Bug #105801 ha_innopart::records_in_range spend too much cpu cost
Submitted: 5 Dec 2021 3:35 Modified: 8 Dec 2021 13:25
Reporter: raolh rao Email Updates:
Status: Verified Impact on me:
None 
Category:MySQL Server: Partitions Severity:S5 (Performance)
Version:5.7 OS:Any
Assigned to: CPU Architecture:Any

[5 Dec 2021 3:35] raolh rao
Description:
Since 5.7 version, partition table' code has been refactored, and much logic has been changed, including estimate records' number in a range function, which is used by optimizer.

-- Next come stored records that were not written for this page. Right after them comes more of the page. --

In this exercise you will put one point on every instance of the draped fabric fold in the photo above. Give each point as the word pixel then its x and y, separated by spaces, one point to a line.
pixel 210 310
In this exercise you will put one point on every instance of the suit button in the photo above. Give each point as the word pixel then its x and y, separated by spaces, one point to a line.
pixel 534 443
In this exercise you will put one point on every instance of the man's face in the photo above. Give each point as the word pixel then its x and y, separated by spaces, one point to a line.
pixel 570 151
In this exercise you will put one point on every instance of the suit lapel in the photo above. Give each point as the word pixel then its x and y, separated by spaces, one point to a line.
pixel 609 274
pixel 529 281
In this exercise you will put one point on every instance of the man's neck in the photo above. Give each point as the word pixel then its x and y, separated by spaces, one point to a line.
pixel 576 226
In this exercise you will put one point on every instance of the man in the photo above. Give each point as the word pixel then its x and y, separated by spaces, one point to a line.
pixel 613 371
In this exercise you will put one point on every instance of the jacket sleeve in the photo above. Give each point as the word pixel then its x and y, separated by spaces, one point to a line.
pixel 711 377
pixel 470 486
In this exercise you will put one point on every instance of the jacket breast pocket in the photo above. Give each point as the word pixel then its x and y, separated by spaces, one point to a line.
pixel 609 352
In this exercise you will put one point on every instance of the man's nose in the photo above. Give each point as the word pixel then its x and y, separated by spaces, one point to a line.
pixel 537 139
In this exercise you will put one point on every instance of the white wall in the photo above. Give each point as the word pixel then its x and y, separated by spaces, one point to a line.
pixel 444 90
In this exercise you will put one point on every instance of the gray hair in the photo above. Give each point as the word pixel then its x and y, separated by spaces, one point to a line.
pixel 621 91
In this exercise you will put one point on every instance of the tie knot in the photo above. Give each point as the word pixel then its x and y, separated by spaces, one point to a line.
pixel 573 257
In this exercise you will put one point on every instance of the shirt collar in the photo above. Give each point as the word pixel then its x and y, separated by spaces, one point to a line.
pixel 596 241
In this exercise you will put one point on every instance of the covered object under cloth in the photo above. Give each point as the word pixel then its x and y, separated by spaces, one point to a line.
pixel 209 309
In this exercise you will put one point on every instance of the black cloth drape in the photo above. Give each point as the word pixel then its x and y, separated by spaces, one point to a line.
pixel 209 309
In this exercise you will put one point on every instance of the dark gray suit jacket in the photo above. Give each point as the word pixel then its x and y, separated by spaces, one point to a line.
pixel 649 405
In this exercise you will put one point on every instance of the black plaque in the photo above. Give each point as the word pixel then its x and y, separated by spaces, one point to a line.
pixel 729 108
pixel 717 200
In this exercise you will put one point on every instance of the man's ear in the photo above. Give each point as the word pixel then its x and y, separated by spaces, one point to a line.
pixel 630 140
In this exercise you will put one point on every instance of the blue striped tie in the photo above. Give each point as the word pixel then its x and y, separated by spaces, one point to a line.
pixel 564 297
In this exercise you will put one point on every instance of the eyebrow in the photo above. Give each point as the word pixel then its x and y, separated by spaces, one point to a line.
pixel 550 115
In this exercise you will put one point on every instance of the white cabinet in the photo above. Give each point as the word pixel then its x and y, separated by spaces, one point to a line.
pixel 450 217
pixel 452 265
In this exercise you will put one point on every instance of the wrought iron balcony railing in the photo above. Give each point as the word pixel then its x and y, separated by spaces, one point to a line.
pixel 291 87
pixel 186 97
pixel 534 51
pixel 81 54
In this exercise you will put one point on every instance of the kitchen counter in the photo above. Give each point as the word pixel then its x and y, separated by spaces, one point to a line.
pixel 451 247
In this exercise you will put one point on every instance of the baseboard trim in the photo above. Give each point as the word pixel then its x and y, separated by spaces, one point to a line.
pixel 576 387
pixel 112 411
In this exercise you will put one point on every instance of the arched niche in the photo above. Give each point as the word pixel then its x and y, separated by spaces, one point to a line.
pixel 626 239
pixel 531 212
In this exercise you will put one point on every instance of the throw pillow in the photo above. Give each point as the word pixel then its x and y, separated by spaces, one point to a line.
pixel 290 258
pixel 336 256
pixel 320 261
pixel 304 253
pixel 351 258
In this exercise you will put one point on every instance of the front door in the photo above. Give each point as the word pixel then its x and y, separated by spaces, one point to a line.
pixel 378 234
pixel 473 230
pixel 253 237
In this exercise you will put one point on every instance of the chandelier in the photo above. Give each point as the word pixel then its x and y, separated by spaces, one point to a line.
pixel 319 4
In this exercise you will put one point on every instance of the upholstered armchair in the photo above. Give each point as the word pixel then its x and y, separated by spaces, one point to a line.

In early 5.6 version, the partition table's estimated function is ha_partition::records_in_range, while sine 5.7 it use another function named ha_innpart::records_in_range. this two function has different logic to estimate records in a range of a partition table. the latter is much high cost.

If a query's used parttions number is N, ha_innpart::records_in_range need scan all N parttions to calculate total records. but ha_partition:: record_in_range only scan (logN - 1) partitions to estimate total records. so ha_innpart::records_in_range need use more cpu cost. that will lead huge performane difference in high concurency situation.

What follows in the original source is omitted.